Excel instructions

These instructions accompany Applied Regression Modeling by Iain Pardoe, 2nd edition published by Wiley in 2012. The numbered items cross-reference with the "computer help" references in the book. These instructions are based on Microsoft Office Excel 2003 for Windows (with the Analysis ToolPak activated), but they (or something similar) should also work for other versions. These instructions contains less material than the instructions for statistical software packages (available here) because it is not possible to easily carry out many of the regression techniques using Excel (without a statistics add-on module such as StatTools or Lumenaut).

Getting started and summarizing univariate data

  1. If desired, change Excel's default options by selecting Tools > Options.
  2. To open an Excel data file, select File > Open. You can also use File > Import to open text data files.
  3. Excel does not appear to offer a way to edit the last dialog box.
  4. Output can be copied and pasted from Excel to a word processor like OpenOffice Writer or Microsoft Word. Graphs can also easily be copied and pasted to other applications.
  5. You can access help by selecting Help > Microsoft Excel Help. For example, to find out about "scatterplots," type scatter plot in the search box.
  6. To transform data or compute a new variable, type, for example, =LN(X) for the natural logarithm of X and =X^2 for X2.
  7. To create indicator (dummy) variables from a qualitative variable, type, for example, =IF(X="level", 1, 0), where X is the qualitative variable and "level" is the name of one of the categories in X. Repeat for other indicator variables (if necessary).
  8. Calculate descriptive statistics for quantitative variables by selecting Tools > Data Analysis > Descriptive Statistics. Select the Input Range to include the variable(s) of interest, check Labels in first row if appropriate, and check Summary statistics.
  9. Create contingency tables or cross-tabulations for qualitative variables by selecting Data > PivotTable and PivotChart Report. Select Microsoft Office Excel list or database as the data to be analyzed and PivotTable as the report to be created. Next, select an appropriate data range and put the PivotTable report in a new worksheet. Drag one qualitative variable to the Column Fields space, another qualitative variable to the Row Fields space, and drag some other convenient variable to the Data Items space. The resulting table should show sums of the variable in theData Items for different combinations of the qualitative variable categories. To change the sums to frequencies, double-click on cell A3 and change Sum to Count. To calculate row and column percentages, click theOptions button.
  10. If you have quantitative variables and qualitative variables, you can calculate descriptive statistics for cases grouped in different categories by creating a PivotTable (see computer help #11) and double-clicking on cell A3 to select different summary functions.
  11. Excel does not appear to offer an automatic way to make a stem-and-leaf plot for a quantitative variable.
  12. To make a histogram for a quantitative variable, select Tools > Data Analysis > Histogram. Select the Input Range to include the variable of interest, check Labels if appropriate, and check Chart Output.
  13. To make a scatterplot with two quantitative variables, select Insert > Chart > XY (Scatter).
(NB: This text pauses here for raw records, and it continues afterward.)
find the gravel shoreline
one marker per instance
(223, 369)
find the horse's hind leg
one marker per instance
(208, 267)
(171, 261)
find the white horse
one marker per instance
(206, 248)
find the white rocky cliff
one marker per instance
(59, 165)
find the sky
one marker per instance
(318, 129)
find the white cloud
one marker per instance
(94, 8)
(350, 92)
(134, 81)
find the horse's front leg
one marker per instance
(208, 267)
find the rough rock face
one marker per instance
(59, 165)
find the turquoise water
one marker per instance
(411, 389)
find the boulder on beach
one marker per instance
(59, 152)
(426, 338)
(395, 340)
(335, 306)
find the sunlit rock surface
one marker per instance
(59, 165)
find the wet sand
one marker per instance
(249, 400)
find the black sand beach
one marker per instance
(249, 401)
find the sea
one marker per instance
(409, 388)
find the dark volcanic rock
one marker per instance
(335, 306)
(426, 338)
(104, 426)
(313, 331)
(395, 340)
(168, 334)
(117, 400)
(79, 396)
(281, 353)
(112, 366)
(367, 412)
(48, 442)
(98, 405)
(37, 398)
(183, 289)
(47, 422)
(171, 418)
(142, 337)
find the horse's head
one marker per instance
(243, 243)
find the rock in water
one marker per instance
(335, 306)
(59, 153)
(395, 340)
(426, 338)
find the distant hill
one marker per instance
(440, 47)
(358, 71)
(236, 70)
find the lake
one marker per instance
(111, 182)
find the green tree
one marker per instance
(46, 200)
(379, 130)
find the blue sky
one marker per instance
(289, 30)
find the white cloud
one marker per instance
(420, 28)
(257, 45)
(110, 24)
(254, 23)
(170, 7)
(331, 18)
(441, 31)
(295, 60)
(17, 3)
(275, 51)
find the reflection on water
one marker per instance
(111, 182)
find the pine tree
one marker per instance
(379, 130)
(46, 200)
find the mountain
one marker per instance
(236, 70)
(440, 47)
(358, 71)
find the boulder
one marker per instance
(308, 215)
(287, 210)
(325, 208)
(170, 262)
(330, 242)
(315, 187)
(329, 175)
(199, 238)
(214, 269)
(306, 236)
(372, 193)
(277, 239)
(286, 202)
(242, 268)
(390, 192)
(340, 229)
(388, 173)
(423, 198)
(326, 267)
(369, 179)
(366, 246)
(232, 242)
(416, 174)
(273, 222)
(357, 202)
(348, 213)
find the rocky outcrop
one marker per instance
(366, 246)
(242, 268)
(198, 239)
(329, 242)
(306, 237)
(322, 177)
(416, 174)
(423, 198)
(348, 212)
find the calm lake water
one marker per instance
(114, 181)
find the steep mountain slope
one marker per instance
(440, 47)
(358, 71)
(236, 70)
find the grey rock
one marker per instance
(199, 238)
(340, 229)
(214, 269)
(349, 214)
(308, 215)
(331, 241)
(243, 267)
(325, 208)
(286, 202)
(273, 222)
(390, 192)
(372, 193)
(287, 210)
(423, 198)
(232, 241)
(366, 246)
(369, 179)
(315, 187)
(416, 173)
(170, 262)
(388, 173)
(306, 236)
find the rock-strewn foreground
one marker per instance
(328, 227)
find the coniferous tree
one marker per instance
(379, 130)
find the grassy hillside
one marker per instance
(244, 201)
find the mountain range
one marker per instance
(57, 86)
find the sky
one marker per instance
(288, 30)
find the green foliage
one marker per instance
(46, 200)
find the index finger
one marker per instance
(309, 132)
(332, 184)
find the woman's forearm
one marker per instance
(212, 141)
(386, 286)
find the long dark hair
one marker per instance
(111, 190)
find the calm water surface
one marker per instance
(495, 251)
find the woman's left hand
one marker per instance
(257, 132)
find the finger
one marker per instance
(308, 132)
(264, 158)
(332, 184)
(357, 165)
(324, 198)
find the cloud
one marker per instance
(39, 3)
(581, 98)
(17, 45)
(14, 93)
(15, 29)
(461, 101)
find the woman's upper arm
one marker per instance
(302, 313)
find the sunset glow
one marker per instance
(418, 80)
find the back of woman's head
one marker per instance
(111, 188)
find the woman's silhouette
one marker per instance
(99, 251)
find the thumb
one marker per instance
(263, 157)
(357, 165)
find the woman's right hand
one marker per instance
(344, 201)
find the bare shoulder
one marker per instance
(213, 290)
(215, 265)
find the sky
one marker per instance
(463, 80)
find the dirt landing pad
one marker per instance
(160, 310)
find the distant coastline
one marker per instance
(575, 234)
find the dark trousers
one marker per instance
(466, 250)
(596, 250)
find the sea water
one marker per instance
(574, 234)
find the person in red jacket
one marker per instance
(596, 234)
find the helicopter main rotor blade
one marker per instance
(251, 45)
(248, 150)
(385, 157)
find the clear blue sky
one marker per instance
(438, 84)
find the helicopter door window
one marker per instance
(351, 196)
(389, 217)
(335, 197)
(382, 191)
In Step 2 of the Chart Wizard click on the Series tab, select the appropriate data ranges for the X Values, Y Values, and Name boxes, and click Finish.
  14. Excel does not appear to offer an automatic way to create a scatterplot matrix.
  15. Excel does not appear to offer an automatic way to create a scatterplot with different colors/symbols marking the categories in a qualitative variable.
  16. You can identify individual cases in a scatterplot by hovering over them.
  17. To remove one of more observations from a dataset, click on the row number, right-click, and select Delete.
  18. To make a bar chart for cases in different categories, first create a PivotTable (see computer help #11) of cell frequencies. Then select Insert > Chart to create a bar chart.
  19. Excel does not appear to offer an automatic way to create boxplots.
  20. Excel can make a QQ-plot for a quantitative variable automatically, but only though the Regression tool. For example, select Tools > Data Analysis > Regression, then select the Input Y Range to include the response variable, select the Input X Range to include the predictor variable(s), and check Labels if appropriate. The predictor variables should be in adjacent columns in the spreadsheet for this to work. Finally, check Normal Probability Plots before clicking OK to produce a QQ-plot for the response variable in the regression.
  21. To compute a confidence interval for a univariate population mean, select Tools > Data Analysis > Descriptive Statistics. Select the Input Range to include the variable of interest, check Labels in first row if appropriate, check Summary statistics, check Confidence Level for Mean, and type the confidence level into the box. The resulting Confidence Level value in the output represents the "uncertainty" in the intervals. In other words, the interval goes from the sample mean minus this uncertainty to the sample mean plus this uncertainty.
  22. Excel does not appear to offer an automatic way to do a hypothesis test for a univariate population mean. It is possible to do the test by hand calculation using Excel descriptive statistics output and appropriate percentiles from a t-distribution.

Simple linear regression

  1. To fit a simple linear regression model (i.e., find a least squares line), select Tools > Data Analysis > Regression. Select the Input Y Range to include the response variable, select the Input X Range to include the predictor variable, and check Labels if appropriate. Just click OK for now—the other items in the dialog box are addressed below. In the rare circumstance that you wish to fit a model without an intercept term (regression through the origin), [?].
  2. To add a regression line or least squares line to a scatterplot, select the plot by clicking on it and select Chart > Add Trendline. This brings up another dialog in which you need to make sureLinear is selected under Trend/Regression type. Click OK to add the least squares line to the plot.
  3. In fitting a simple linear regression model (see computer help #25), Excel automatically finds 95% confidence intervals for the regression parameters. This applies more generally to multiple linear regression also.
  4. To find a fitted value or predicted value of Y (the response variable) at a particular value of X (the predictor variable) in a linear regression model, [?]. This applies more generally to multiple linear regression also.
  5. Excel does not appear to offer an automatic way to find a confidence interval for the mean of Y at a particular value of X in a simple linear regression model. It is possible to calculate such an interval by hand using Excel regression output and an appropriate percentile from a t-distribution. This applies more generally to multiple linear regression also.
  6. Excel does not appear to offer an automatic way to find a prediction interval for an individual Y-value at a particular X-value in a simple linear regression model. It is possible to calculate such an interval by hand using Excel regression output and an appropriate percentile from a t-distribution. This applies more generally to multiple linear regression also.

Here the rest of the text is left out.